Friday, October 24, 2014

Palm Beach Report

  photo courtesy of Larry "Fishman"Finch
The beach fishing along the Treasure Coast has been great this week. Spanish mackerel, ladyfish, bluefish, jacks and pompano are all biting. Spoons are working extremely well. There are still some tarpon hanging around but most of them are a little too far out to catch from shore. Boats running along the beach are having success though.Trout and redfish are both being caught n the west side of the Indian River, and snook are biting around bridges and deeper docks.The beach fishing in Jupiter has also been very active, with pompano, Spanish mackerel, bluefish and jacks all being snagged. There are still some mullet around but not in big schools, and you'll also see the occasional snook and tarpon. Casting spoons has been very effective. In the Intracoastal Waterway and Loxahatchee River, jacks, snook and tarpon are all biting around mangrove edges, bridges and docks. The best action is, as you'd expect, at night. Ladyfish and jacks are being caught in the surf along Palm Beach. Those fishing early in the morning are also reporting some snook and tarpon. Jacks and small snapper are being caught in the Intracoastal throughout central and southern Palm Beach County, but the best bite is still snook around bridges and docks after the sun goes down. Jacks, bluefish and sheepshead are all being caught in the Intracoastal near the Lantana bridge, and moonfish and sand perch are hitting at night.  There are still some decent mullet schools around the Boynton Beach Inlet and the beaches in south county. As a result, ladyfish, jacks, snook and tarpon are all being caught in the surf and near bridges in the Intracoastal.

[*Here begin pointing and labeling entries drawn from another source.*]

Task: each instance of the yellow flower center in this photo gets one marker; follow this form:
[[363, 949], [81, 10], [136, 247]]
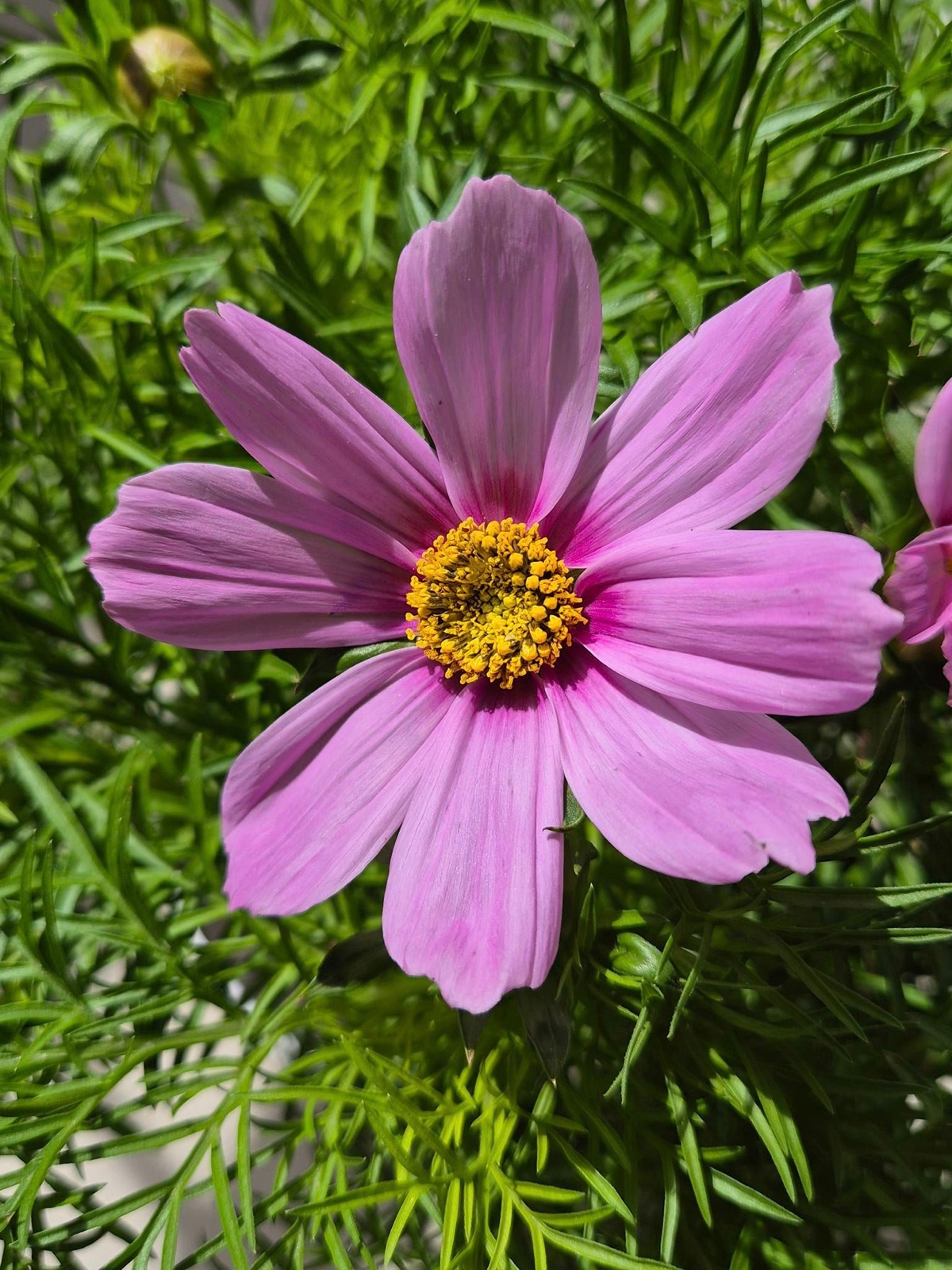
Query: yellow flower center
[[492, 600]]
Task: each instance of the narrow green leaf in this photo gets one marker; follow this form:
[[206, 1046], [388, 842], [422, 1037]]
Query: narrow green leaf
[[873, 175], [750, 1200], [691, 1153], [505, 19], [651, 226], [647, 124]]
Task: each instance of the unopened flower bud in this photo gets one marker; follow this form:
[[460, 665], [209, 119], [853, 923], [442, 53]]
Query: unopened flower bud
[[162, 61]]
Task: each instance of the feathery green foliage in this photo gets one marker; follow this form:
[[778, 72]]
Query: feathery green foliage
[[755, 1076]]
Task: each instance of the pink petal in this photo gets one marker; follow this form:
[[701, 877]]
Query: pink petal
[[933, 460], [311, 802], [209, 556], [712, 429], [781, 622], [682, 789], [498, 323], [313, 425], [920, 586], [475, 889], [947, 654]]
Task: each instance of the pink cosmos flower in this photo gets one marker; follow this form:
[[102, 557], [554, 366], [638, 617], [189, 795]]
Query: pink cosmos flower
[[920, 584], [578, 609]]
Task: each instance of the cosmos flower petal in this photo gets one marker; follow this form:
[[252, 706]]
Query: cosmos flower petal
[[782, 622], [947, 654], [712, 429], [313, 425], [220, 558], [920, 586], [683, 789], [313, 799], [498, 323], [475, 889], [933, 460]]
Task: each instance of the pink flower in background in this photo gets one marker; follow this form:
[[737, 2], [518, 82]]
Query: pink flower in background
[[577, 605], [920, 584]]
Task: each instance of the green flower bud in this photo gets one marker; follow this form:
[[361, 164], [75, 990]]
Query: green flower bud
[[163, 63]]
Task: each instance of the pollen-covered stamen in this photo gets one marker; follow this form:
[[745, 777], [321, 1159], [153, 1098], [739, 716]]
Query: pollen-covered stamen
[[492, 600]]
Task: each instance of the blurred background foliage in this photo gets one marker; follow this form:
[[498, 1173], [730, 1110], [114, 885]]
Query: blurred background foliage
[[742, 1077]]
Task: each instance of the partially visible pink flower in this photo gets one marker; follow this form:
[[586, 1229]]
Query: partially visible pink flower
[[920, 584], [647, 683]]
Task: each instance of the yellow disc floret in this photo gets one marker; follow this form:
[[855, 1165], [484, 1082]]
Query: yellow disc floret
[[492, 600]]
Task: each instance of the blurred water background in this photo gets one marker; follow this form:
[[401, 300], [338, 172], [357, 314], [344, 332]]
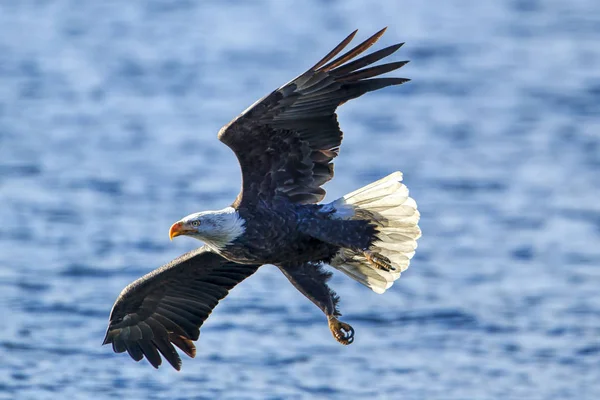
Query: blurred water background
[[108, 119]]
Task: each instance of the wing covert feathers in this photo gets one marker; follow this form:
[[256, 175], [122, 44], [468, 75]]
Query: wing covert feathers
[[167, 307], [286, 142]]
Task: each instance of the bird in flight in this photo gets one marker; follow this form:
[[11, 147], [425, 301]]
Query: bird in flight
[[285, 144]]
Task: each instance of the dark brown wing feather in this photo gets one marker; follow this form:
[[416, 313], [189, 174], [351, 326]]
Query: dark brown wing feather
[[169, 305], [286, 141]]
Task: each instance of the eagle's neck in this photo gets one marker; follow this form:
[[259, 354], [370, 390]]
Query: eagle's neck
[[222, 227]]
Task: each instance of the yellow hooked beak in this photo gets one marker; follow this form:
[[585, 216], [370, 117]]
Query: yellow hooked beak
[[177, 229]]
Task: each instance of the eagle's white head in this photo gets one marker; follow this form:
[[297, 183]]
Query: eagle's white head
[[215, 228]]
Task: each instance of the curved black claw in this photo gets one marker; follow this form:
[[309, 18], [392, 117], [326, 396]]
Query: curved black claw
[[379, 261], [341, 331]]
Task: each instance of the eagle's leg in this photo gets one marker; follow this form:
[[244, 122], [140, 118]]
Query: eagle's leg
[[311, 280], [341, 331], [378, 261]]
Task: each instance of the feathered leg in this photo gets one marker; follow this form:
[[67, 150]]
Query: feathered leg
[[311, 280]]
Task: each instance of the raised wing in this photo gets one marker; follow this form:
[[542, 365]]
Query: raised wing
[[286, 141], [169, 305]]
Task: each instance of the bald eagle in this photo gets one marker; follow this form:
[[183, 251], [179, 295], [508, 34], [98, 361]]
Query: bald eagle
[[285, 144]]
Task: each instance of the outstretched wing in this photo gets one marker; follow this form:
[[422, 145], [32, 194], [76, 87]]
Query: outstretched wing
[[286, 141], [169, 305]]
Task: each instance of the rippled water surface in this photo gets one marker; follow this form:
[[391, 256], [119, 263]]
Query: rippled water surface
[[108, 121]]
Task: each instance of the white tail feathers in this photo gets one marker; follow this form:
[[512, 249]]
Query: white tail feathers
[[387, 204]]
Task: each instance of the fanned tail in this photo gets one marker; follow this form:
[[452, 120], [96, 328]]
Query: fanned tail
[[386, 204]]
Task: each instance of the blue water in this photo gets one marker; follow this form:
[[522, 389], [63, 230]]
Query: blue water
[[108, 121]]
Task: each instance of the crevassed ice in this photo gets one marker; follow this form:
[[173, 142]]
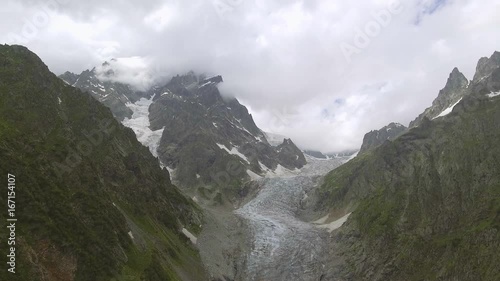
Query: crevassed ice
[[283, 246], [140, 124]]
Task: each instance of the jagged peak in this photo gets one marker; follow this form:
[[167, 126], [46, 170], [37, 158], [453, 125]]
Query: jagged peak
[[486, 66]]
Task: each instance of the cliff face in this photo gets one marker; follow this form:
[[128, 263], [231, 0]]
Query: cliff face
[[100, 85], [212, 142], [375, 138], [425, 205], [92, 202]]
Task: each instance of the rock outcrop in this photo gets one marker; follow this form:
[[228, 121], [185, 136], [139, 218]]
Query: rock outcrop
[[375, 138]]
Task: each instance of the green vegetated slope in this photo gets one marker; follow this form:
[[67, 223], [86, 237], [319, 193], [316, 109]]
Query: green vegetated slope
[[426, 205], [85, 186]]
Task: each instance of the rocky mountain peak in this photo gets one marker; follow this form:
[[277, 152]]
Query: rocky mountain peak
[[454, 90], [486, 66], [378, 137]]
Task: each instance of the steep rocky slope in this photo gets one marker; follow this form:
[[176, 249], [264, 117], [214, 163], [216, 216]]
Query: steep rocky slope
[[378, 137], [426, 205], [449, 96], [212, 142], [99, 83], [92, 203]]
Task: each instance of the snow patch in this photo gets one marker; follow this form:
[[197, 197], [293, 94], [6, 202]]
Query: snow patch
[[233, 151], [253, 176], [495, 94], [333, 225]]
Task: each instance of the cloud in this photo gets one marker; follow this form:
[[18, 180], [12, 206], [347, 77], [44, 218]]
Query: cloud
[[282, 58]]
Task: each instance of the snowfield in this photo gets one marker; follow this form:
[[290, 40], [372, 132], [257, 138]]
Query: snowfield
[[283, 246], [140, 124]]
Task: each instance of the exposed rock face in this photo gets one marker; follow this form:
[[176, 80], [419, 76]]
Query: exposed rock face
[[378, 137], [425, 204], [113, 95], [455, 89], [92, 200], [289, 155], [212, 141]]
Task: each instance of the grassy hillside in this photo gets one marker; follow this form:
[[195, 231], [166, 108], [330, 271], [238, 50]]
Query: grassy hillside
[[427, 205], [84, 187]]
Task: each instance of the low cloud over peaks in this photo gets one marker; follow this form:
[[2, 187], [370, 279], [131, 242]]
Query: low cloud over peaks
[[281, 58]]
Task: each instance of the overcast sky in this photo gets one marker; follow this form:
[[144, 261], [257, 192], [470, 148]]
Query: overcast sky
[[323, 72]]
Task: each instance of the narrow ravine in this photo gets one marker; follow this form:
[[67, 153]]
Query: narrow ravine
[[284, 247]]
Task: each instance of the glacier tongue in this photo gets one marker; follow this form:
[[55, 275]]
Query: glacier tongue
[[283, 246], [140, 124], [448, 110]]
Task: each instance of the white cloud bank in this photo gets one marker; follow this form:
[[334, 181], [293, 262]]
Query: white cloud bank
[[282, 58]]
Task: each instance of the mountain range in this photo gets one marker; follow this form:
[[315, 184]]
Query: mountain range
[[116, 183]]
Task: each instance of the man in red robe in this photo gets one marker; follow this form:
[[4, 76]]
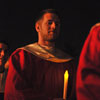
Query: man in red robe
[[37, 70], [88, 74]]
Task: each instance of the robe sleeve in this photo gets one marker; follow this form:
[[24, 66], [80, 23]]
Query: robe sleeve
[[88, 73], [19, 84]]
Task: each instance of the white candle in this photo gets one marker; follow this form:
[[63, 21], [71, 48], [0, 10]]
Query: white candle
[[66, 75]]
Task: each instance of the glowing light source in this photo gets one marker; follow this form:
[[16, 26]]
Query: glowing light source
[[66, 75]]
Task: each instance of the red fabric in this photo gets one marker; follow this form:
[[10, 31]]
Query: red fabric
[[32, 78], [88, 74]]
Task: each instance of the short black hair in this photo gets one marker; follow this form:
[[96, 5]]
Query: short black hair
[[40, 15]]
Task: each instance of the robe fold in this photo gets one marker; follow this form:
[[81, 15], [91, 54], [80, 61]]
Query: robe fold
[[31, 77]]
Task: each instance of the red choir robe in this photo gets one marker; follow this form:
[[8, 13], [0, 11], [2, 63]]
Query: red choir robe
[[31, 77], [88, 74]]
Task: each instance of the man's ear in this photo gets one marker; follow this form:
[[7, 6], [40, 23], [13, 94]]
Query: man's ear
[[37, 27]]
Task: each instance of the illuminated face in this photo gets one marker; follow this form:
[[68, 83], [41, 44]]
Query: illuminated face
[[3, 53], [49, 27]]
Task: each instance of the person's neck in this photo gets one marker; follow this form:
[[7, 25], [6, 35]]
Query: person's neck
[[46, 43]]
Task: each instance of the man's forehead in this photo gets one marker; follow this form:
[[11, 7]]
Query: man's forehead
[[50, 16]]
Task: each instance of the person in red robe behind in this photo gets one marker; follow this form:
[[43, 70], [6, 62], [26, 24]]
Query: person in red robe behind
[[88, 74], [36, 71]]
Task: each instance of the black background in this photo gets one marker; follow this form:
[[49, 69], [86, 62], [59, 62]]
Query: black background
[[77, 18]]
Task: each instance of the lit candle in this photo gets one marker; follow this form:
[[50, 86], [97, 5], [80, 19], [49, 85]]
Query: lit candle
[[65, 85]]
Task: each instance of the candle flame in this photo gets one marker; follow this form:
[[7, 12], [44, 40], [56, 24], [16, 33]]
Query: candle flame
[[66, 74]]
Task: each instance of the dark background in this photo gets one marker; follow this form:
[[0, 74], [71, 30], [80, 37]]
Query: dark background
[[77, 18]]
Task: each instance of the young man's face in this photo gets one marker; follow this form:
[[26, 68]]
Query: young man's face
[[49, 27], [3, 54]]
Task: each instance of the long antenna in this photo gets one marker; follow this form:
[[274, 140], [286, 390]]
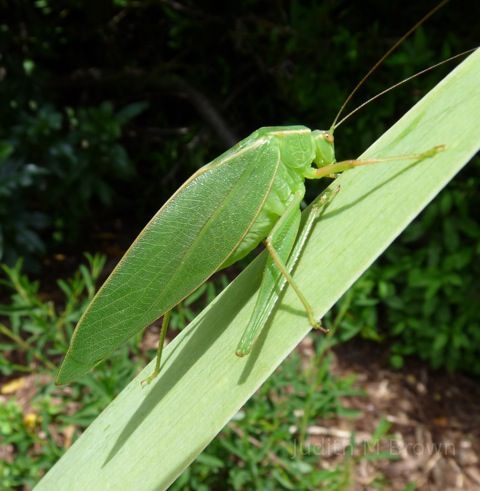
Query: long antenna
[[382, 59], [363, 104]]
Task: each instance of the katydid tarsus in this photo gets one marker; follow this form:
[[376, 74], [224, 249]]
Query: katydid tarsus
[[250, 194]]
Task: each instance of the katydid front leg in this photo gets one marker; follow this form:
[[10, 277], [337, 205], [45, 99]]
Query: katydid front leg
[[282, 238]]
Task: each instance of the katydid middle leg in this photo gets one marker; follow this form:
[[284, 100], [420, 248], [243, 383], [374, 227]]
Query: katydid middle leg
[[161, 342], [273, 280]]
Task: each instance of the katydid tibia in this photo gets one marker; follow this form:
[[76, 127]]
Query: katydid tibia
[[249, 194]]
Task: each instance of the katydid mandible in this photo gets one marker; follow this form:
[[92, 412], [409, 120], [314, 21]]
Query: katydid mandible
[[249, 194]]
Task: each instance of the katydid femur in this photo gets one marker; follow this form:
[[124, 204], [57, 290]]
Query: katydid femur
[[249, 194]]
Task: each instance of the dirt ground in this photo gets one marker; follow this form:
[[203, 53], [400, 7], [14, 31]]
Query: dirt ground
[[435, 418]]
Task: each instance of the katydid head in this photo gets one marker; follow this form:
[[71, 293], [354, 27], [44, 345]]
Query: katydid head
[[324, 147]]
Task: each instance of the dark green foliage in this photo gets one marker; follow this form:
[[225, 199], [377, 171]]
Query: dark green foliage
[[423, 293], [34, 436]]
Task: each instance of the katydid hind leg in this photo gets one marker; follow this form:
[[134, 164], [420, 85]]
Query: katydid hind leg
[[161, 342], [283, 235]]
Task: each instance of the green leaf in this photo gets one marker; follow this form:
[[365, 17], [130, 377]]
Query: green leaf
[[147, 437]]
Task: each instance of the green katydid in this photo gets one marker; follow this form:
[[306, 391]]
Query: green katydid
[[249, 194]]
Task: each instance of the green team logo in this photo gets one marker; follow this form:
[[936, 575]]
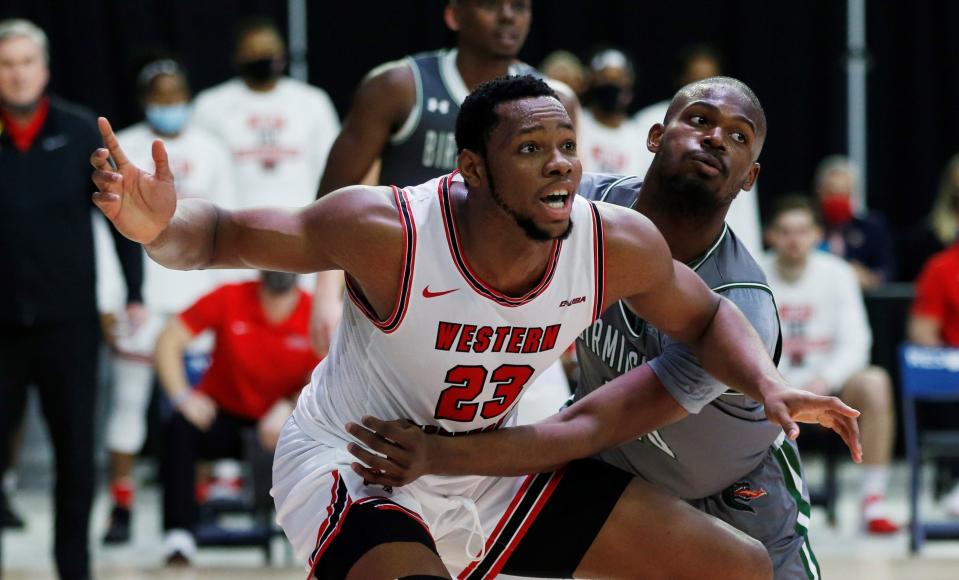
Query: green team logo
[[739, 495]]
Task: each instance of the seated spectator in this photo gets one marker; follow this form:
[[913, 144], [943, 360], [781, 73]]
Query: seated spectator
[[934, 321], [939, 230], [862, 240], [202, 168], [608, 141], [563, 66], [261, 359], [826, 341]]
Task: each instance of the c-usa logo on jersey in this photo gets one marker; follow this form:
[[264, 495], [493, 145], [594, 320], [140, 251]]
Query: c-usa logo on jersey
[[433, 105]]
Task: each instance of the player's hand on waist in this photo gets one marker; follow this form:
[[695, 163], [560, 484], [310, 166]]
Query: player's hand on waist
[[402, 452], [139, 204], [787, 407]]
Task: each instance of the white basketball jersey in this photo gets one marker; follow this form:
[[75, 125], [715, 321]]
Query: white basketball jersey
[[455, 355]]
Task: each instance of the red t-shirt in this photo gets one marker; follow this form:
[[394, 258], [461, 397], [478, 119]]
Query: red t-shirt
[[937, 293], [254, 362]]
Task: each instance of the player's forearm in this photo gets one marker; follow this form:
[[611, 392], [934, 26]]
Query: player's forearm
[[731, 351], [536, 448], [329, 287], [188, 241], [170, 367]]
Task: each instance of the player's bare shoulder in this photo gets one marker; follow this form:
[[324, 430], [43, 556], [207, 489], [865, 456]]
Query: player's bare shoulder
[[364, 211], [636, 253], [389, 89]]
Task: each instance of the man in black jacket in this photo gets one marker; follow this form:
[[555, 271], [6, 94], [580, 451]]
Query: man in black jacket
[[49, 333]]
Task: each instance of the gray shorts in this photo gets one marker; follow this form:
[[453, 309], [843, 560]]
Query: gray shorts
[[771, 504]]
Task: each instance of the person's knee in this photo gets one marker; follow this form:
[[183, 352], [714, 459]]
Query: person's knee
[[753, 562]]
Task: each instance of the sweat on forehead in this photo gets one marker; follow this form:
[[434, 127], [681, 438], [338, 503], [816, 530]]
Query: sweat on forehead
[[712, 86]]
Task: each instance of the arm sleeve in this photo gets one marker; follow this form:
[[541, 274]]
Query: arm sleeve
[[207, 312], [680, 371], [930, 299], [850, 352], [885, 254]]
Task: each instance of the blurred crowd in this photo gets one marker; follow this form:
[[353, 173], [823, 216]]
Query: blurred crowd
[[263, 138]]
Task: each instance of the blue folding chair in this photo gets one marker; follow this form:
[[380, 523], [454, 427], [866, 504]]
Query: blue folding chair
[[927, 375]]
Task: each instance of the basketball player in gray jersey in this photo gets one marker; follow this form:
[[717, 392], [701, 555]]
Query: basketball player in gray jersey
[[404, 112], [710, 446], [725, 458]]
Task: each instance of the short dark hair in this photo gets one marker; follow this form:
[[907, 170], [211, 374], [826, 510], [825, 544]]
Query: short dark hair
[[253, 24], [477, 117], [792, 202], [692, 90]]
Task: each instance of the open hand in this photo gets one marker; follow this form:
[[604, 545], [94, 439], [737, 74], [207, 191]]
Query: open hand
[[788, 406], [403, 447], [139, 204]]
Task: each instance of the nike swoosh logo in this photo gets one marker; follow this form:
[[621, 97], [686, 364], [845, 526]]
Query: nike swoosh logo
[[428, 294], [56, 142]]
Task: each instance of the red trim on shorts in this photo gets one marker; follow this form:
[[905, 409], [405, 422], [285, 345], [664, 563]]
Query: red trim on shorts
[[471, 278], [388, 504], [530, 518]]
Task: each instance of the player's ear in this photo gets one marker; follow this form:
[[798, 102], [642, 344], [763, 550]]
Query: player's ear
[[451, 18], [751, 177], [472, 167], [655, 137]]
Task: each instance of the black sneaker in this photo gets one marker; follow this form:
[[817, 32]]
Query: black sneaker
[[119, 530], [9, 519]]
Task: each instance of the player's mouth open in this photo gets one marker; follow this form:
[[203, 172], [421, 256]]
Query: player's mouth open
[[556, 200]]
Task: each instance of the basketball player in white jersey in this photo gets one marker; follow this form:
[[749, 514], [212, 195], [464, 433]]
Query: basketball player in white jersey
[[462, 290]]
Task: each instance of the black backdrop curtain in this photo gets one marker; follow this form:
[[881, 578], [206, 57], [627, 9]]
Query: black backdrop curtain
[[791, 53]]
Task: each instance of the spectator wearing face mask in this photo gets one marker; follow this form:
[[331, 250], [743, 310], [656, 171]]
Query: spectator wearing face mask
[[279, 130], [608, 141], [860, 238], [49, 335], [202, 168], [261, 359], [695, 63]]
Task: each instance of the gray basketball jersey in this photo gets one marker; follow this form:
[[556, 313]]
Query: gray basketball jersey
[[425, 146], [726, 434]]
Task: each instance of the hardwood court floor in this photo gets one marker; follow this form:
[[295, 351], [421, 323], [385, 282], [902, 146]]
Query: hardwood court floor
[[843, 552]]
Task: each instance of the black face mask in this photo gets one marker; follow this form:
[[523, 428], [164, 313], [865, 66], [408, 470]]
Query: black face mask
[[24, 109], [607, 98], [277, 282], [261, 70]]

The bass fishing has definitely improved on Lake Okeechobee. Better numbers and sizes of fish are being caught, and you can now hook them throughout the day - not just early in the morning, although that is still the most productive time to be out on the water. The fishing will continue to get better in the next few weeks, and November should be an excellent month for bass fishing. If the weather conditions will allow, your best bet is fishing the outside edges. Areas such as East Wall have been on fire this week. Artificial lures and live shiners are both working well, so it's a matter of preference. However, on windy days, throwing artificial lures back in the grass is the way to go.
 The current water level on Lake Okeechobee is 15.75 feet.